I’ve tried over the years to limit my viewing. The lack of news keeps me mentally healthy (news isn’t good for anxiety), and the lack of advertising keeps me solvent. But I’ve slipped a bit over the past couple of years. So much good stuff is out there. Now that things are in summer reruns, I’ve had a chance to realize just how out of control I’ve gotten.
Last year, TV practically ran my life. Okay, I’m going to digress, here, and try to explain/rationalize something.
(Note that we don’t have a DVR. Largely because I refuse to pay for it, but also because I know myself: I would just let it fill up and never get around to watching any of it. I have unwatched DVD’s because I’m always saying, “I’ll get to it later.” It’s the same with streaming. A DVR would be no different. If there’s pressure to actually watch something, I’ll watch it. If I can watch it anytime, it’ll sit there until doomsday. And, yes, I do realize how silly the whole thing is. If TV is running your life, you get a DVR or subscribe to streaming. If you don’t watch what’s on the DVR or streaming service, then the TV show wasn’t that important in the first place, so why are you letting it run your life? Trust me. I know I’m a contradiction and a hypocrite.)
Anyway, looking back over the past year I was dismayed to realize just how many times we made decisions based on what was on TV. What nights to go out to eat, or go to the movies. Which nights we could play board games, do a jigsaw puzzle together, or work on our Lego creations. Is tonight a good night for reading, or is there something on TV? Can we go camping this week, or is it the finale of some show that I don’t want to miss? In other words, we gave up a lot of fun stuff and experiences for… TV. (Not to mention the time I could have spent writing more novels and advancing my career. Ugh.)
I know it and I should know better. Before I fell of the wagon, TV was a tiny part of my life. It certainly wasn’t something that dictated my behavior. It was the entertainment choice of last resort, used only if I was too tired, sick, or distracted to do anything else. But somewhere along the way, I let it back in to my life. And it took over, costing me time that should have been spent on more creative and intellectually stimulating pursuits. Worse, it cost me time I should have spent doing things with my loved ones.
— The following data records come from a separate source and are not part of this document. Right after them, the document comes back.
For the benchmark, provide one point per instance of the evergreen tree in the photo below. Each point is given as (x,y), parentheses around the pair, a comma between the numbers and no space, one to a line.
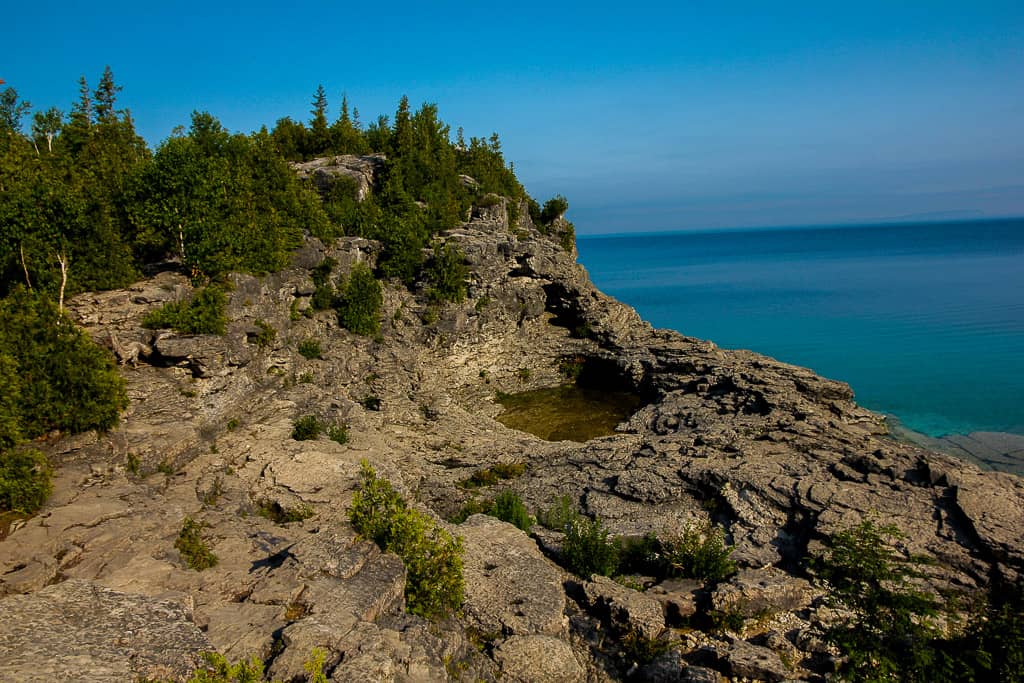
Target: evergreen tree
(11,111)
(318,140)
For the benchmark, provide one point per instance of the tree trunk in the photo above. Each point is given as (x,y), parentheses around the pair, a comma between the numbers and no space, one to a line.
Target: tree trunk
(62,260)
(28,281)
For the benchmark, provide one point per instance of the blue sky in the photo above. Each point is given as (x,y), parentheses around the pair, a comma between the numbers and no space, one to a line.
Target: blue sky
(646,116)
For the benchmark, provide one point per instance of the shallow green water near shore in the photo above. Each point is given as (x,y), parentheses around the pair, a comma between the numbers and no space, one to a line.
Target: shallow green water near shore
(567,413)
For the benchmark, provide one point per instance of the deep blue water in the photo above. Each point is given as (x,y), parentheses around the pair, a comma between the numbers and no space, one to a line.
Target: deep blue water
(926,322)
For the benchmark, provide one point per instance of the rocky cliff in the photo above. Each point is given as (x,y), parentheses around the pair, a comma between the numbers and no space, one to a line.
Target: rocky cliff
(95,589)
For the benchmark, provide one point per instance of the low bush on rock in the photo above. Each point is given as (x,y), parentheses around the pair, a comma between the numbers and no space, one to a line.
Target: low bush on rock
(25,480)
(203,314)
(192,547)
(307,428)
(588,549)
(310,348)
(432,556)
(507,506)
(698,552)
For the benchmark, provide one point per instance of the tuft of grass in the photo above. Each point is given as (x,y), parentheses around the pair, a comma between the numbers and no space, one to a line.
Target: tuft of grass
(310,348)
(281,515)
(192,547)
(493,475)
(698,552)
(588,550)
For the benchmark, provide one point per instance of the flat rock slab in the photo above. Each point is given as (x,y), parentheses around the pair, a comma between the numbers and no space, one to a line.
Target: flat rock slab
(538,659)
(511,588)
(77,631)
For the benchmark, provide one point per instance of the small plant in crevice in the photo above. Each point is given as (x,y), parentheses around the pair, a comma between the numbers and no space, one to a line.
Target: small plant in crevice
(571,368)
(280,514)
(307,428)
(310,348)
(559,515)
(698,552)
(508,507)
(434,585)
(25,480)
(494,474)
(202,314)
(587,548)
(192,547)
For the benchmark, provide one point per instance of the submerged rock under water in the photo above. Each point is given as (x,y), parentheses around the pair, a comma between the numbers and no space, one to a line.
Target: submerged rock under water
(567,413)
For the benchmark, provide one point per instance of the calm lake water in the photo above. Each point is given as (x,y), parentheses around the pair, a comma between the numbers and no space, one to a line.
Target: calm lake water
(926,321)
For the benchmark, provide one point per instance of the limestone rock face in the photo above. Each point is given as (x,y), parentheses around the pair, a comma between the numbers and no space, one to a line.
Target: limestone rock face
(511,588)
(777,457)
(360,170)
(77,631)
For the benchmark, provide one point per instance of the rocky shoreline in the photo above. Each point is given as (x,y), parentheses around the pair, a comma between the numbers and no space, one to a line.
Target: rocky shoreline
(778,457)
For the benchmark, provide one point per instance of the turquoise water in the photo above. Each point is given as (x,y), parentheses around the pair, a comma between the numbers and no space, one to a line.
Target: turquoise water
(926,322)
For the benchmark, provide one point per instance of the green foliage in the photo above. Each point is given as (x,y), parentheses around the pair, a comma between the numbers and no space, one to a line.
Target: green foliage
(52,375)
(588,550)
(310,348)
(448,273)
(492,475)
(25,480)
(698,552)
(432,556)
(307,428)
(554,209)
(559,516)
(894,624)
(359,303)
(571,367)
(508,507)
(192,547)
(203,314)
(220,203)
(282,515)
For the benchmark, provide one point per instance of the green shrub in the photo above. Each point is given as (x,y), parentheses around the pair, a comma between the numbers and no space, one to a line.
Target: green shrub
(25,480)
(698,552)
(338,433)
(893,628)
(559,515)
(52,375)
(448,273)
(194,550)
(203,314)
(309,348)
(494,474)
(359,304)
(588,550)
(282,515)
(554,209)
(219,670)
(508,507)
(432,556)
(264,338)
(570,368)
(306,428)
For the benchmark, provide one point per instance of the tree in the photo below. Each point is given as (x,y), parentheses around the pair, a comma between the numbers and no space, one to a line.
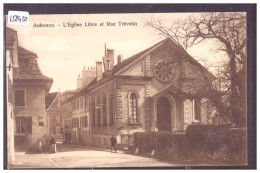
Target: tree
(228,32)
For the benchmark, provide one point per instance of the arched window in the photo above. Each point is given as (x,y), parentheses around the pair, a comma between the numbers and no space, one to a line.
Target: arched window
(133,107)
(104,110)
(93,112)
(111,111)
(98,112)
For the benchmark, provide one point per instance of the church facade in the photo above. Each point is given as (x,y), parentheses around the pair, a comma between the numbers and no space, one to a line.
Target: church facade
(149,91)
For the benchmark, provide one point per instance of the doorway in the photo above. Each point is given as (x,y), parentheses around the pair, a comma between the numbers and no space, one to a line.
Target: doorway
(163,114)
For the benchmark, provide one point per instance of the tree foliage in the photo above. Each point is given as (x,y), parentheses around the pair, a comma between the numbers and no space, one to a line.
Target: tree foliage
(228,31)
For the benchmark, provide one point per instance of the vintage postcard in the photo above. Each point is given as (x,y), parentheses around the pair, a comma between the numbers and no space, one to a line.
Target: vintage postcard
(126,90)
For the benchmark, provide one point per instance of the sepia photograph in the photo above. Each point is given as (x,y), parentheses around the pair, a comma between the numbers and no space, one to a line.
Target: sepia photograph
(127,90)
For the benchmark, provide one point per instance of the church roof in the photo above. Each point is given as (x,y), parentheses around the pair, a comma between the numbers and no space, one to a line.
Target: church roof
(127,61)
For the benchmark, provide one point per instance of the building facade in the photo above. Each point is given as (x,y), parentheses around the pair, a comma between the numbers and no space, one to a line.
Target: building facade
(11,62)
(54,116)
(149,91)
(30,89)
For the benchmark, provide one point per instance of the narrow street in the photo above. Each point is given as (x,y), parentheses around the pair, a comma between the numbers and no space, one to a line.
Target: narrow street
(71,156)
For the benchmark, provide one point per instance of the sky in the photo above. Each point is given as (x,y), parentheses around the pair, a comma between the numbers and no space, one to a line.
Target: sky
(63,51)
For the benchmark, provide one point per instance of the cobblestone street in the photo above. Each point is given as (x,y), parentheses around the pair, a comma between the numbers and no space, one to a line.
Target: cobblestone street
(78,157)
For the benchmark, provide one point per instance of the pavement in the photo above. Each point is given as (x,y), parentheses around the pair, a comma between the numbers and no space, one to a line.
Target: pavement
(71,156)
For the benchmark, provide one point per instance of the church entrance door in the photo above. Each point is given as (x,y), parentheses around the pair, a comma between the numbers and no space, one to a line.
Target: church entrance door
(163,114)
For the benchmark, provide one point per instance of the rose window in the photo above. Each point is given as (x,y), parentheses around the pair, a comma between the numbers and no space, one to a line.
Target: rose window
(163,70)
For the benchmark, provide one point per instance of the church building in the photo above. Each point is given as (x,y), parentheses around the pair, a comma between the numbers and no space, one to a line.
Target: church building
(149,91)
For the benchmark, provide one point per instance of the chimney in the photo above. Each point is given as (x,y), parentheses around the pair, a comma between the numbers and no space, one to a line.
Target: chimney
(79,82)
(99,73)
(119,59)
(88,75)
(108,59)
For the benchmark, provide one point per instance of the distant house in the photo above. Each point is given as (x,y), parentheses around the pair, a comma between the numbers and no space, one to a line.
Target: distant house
(30,89)
(53,115)
(146,92)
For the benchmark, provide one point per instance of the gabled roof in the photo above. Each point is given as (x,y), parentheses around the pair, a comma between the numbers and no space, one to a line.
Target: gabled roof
(11,36)
(49,99)
(28,67)
(127,61)
(135,57)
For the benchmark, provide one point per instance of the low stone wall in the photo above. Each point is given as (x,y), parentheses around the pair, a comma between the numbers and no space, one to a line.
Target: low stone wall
(158,141)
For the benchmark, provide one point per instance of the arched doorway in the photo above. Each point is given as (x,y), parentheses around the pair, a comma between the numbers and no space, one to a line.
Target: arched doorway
(163,114)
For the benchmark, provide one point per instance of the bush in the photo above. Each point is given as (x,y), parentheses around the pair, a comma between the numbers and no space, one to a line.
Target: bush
(159,141)
(207,137)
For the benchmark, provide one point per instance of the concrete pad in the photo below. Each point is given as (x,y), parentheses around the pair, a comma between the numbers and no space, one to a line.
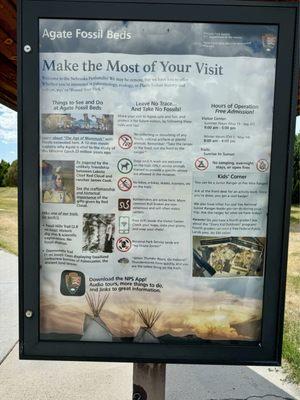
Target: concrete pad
(189,382)
(49,380)
(8,302)
(277,376)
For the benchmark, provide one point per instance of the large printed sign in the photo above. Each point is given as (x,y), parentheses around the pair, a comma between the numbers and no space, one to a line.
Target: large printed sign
(155,156)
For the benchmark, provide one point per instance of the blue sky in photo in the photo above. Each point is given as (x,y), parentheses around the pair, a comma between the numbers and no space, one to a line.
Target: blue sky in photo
(8,133)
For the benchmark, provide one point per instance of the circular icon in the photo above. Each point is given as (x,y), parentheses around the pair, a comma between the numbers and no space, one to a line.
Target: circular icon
(125,184)
(201,163)
(125,166)
(125,141)
(123,244)
(262,165)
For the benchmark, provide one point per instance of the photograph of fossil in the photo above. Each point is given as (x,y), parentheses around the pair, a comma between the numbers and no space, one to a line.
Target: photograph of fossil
(228,256)
(58,181)
(98,232)
(101,124)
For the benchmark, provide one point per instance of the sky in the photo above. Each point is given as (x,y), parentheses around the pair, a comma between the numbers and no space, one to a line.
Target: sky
(8,133)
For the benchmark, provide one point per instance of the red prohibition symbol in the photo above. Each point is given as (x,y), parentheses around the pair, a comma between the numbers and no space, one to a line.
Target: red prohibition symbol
(201,163)
(124,184)
(123,244)
(125,141)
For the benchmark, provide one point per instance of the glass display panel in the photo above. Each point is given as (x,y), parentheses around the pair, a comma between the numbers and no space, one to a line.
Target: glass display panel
(155,154)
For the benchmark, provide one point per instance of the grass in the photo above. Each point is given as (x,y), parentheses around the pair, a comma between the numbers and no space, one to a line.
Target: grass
(291,340)
(9,219)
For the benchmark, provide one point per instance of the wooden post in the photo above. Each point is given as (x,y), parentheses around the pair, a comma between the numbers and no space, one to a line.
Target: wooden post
(149,381)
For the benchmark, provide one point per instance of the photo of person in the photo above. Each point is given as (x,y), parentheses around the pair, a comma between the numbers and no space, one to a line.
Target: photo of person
(101,124)
(98,232)
(58,182)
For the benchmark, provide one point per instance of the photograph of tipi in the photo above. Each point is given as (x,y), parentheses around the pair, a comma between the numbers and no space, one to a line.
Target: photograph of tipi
(149,319)
(94,328)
It would be one thing if I loved TV beyond all reason. If I felt like I was doing something worthwhile and really enjoyable, then great! But I don’t. I regret the time lost. I regret the things I didn’t do.
Time’s too short for that nonsense.
So I’m spending the summer rethinking things. I think the best path forward is to choose no more than three shows I want to follow next year. (And to keep it to two, if I can.) If there’s something else I really want to see, I’ll wait for the DVD and then wait for it to go on deep sale. (Or if I can find it used. I wish I could get DVD’s from our library, but they aren’t that far into the modern age, yet.) I figure by the time that happens, I’ll have lost interest. If I’m still interested, then it must mean it’s something I really want to see, so perhaps it’s worth the investment of time and money.
Otherwise, the TV stays off and I find other, more fun and meaningful things to do, both solo and with friends and loved ones. Life is short and there’s so much more out there I want to do. TV shouldn’t run my life and it’s ridiculous to allow it to do so.